The management roadshow in respect of the combined offering will commence
today in London and Amsterdam. An offering memorandum for the combined
offering will become available upon approval by Amsterdam Exchanges. The
combined offering is expected to be priced on or about Thursday, December
9, 1999. The shares and the convertible notes are expected to be listed on
the Official Market of Amsterdam Exchanges, stock market on or about
December 15, 1999 or earlier, subject to the approval of the offering
memorandum for the combined offering by Amsterdam Exchanges. The managers
for the offering have been granted an over-allotment option of 20% of the
combined offering, exercisable within 30 days after the closing of each
offering.
The managers for the offering reserve the right to withdraw the offering of
the ordinary shares and/or the offering of the notes at any time prior to
payment date.
The managers for the offerings, to the extent allowed by applicable laws
and regulations, may engage in transactions that stabilize, maintain or
otherwise affect the price of the securities, including purchases of the
securities to stabilize their market price, purchases of the securities to
cover some or all of a short position in securities.
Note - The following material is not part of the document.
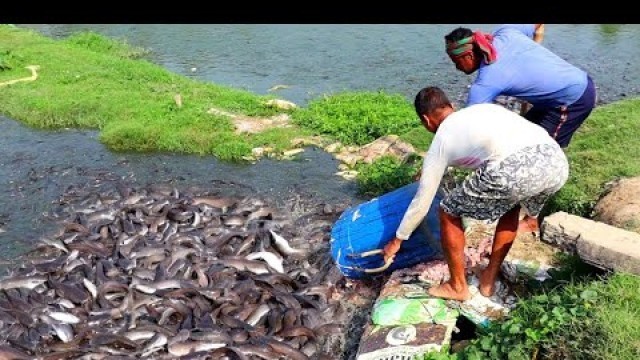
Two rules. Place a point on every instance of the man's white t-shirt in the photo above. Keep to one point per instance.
(467, 138)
These transactions may
be discontinued at any time and will not be protracted after 30 days from
the closing of each offering.
The senior convertible notes are expected to have a coupon of 4% (annual),
a conversion premium range of 20%-24% and a redemption price range of
126.6%-129.9%.
The securities to be offered have not been and will not be registered under
the U.S. Securities Act of 1933 and may not be offered or sold in the
United States absent registration or an applicable exemption from the
registration requirements of such act.